This short listen takes information we already have and applies it to the question Why Gettysburg Mattered. Very interesting. I was disappointed in the reading of Lincoln's beautiful Gettysburg Address but even so it was wonderful to hear in again. Thank you Audibles for this nice gift.
A short snipit on the meaning of Gettysburg, reiforcing that it was the turning point in the Civil War. It showed that a democratic government, never before tried in the world, where the government was of the people, for the people, and by the people, could survive and thrive. Lincoln's Gettysburg Adresss sums it all up quite nicely.
"A different prospective"
A different prospective of the importance of the Battle of Gettysburg from a political standpoint rather than a military standpoint. A short review that ends with the reading of the Gettysburg Address will inspire all true Americans outlook on this world's greatest country.
"Enjoyable preview for book of vignettes"
I read some of these essays when they ran in the NY Times, and appreciated getting this preview before buying the whole book. My teenage history-loving son enjoyed this preview, and it made us decide to get the whole book soon.
Of course the whole significance of Gettysburg can't be covered in 14 minutes. But if you are looking for something episodic to listen to the car, or for short time before bed, as we are, this was a great length.
The narrator was good and engaging as well.
"Not my cup of tea"
It was free. It was okay but slow and not what I expected. Provided a great perspective.
"Readers Digest version"
Quite a condensed version; leaves the reader to hear more.
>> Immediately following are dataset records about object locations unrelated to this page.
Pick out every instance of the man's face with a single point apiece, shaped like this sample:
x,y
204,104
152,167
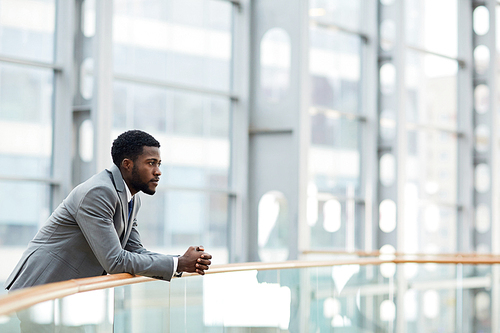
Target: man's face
x,y
146,170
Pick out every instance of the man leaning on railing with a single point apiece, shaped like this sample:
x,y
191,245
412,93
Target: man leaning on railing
x,y
94,230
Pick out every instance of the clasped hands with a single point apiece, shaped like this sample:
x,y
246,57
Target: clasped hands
x,y
194,260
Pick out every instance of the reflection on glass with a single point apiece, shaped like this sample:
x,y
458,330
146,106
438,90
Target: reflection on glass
x,y
481,19
273,227
482,98
432,25
387,270
332,215
387,219
86,141
482,218
28,29
334,139
335,67
345,298
481,58
482,302
429,227
387,34
431,86
25,121
32,199
267,302
387,169
482,178
275,60
184,42
387,310
482,138
387,125
312,204
387,78
193,131
432,164
88,18
343,13
87,78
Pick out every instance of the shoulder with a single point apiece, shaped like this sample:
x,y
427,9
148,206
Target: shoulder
x,y
98,186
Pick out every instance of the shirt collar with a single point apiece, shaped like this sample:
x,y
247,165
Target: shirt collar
x,y
129,195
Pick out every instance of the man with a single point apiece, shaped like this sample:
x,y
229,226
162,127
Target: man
x,y
94,230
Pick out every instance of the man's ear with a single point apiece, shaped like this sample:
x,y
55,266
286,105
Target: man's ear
x,y
127,164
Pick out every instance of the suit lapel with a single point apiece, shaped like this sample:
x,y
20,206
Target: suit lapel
x,y
122,194
130,222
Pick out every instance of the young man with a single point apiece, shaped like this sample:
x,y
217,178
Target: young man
x,y
94,230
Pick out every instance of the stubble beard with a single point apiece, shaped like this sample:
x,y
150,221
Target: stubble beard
x,y
138,184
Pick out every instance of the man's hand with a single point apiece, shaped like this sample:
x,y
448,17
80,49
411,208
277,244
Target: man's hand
x,y
194,260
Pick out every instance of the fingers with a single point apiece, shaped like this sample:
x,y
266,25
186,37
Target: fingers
x,y
206,256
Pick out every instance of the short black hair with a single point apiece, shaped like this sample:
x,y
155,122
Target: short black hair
x,y
129,145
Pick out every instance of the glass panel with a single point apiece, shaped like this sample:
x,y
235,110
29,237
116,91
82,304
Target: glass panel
x,y
432,166
335,139
32,199
429,228
274,223
27,29
275,60
144,307
431,86
335,67
193,130
343,13
25,121
343,231
432,25
183,42
84,312
170,221
345,298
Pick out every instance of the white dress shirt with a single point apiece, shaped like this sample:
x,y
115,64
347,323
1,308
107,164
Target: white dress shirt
x,y
129,198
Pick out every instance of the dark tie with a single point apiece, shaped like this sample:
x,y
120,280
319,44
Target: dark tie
x,y
130,205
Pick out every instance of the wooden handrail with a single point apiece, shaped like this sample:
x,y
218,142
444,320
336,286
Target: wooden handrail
x,y
21,299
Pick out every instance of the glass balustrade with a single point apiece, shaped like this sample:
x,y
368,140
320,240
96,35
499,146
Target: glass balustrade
x,y
407,297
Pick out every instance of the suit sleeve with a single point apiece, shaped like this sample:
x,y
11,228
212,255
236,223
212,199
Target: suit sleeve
x,y
95,219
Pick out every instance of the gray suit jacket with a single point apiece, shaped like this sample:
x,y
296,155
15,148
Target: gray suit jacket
x,y
89,235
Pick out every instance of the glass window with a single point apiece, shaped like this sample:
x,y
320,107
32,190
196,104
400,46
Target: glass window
x,y
183,42
431,85
432,165
334,157
343,13
32,199
335,67
25,121
193,130
173,219
432,25
27,29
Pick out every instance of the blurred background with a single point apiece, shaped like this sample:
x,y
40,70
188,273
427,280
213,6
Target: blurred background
x,y
286,125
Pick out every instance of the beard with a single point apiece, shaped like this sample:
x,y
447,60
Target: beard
x,y
138,184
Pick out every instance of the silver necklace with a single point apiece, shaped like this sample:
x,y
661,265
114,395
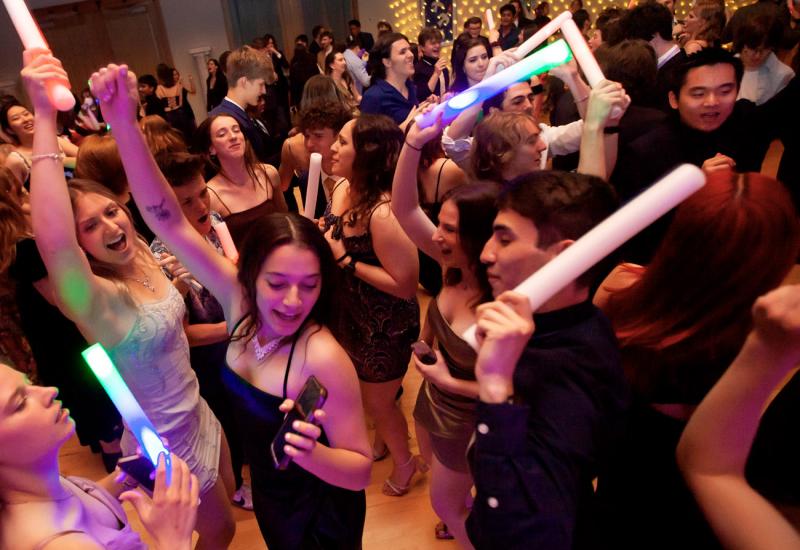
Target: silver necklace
x,y
264,351
146,282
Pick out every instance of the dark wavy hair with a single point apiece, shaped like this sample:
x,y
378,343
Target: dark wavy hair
x,y
477,207
383,50
377,141
264,236
459,56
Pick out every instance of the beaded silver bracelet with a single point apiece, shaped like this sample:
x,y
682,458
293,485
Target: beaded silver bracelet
x,y
52,156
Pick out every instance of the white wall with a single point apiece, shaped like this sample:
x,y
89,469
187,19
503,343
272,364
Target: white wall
x,y
189,24
372,11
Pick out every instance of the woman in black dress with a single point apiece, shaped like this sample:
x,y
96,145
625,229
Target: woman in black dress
x,y
276,303
379,318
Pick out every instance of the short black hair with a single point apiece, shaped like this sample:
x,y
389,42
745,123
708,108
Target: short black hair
x,y
646,20
703,58
180,168
324,115
562,205
508,7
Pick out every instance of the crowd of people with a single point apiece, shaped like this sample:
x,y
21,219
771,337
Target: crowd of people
x,y
647,404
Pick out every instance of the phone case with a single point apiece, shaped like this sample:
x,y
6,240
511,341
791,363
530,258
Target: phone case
x,y
311,397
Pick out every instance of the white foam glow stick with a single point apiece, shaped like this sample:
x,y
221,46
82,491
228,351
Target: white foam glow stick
x,y
583,55
541,35
489,19
545,59
27,29
606,237
226,241
312,186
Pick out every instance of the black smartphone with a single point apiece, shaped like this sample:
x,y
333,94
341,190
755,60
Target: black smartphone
x,y
139,468
311,397
423,352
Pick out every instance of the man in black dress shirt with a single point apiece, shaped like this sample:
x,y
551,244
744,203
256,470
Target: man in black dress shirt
x,y
551,404
249,72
The speaker needs to utilize more inflection in his voice.
"concise and precise but that's it"
concise and precise but annoyed at 20 word requirement and I can't delete this book from list
Words we must live by...of the people, by the people and for the people. A refresher of the battle and aftermath at Gettysburg.
"Well written. Notably narrated."
Like the Address itself this is short when measured by words or time. But, it is not short on meaning, understanding or emotion.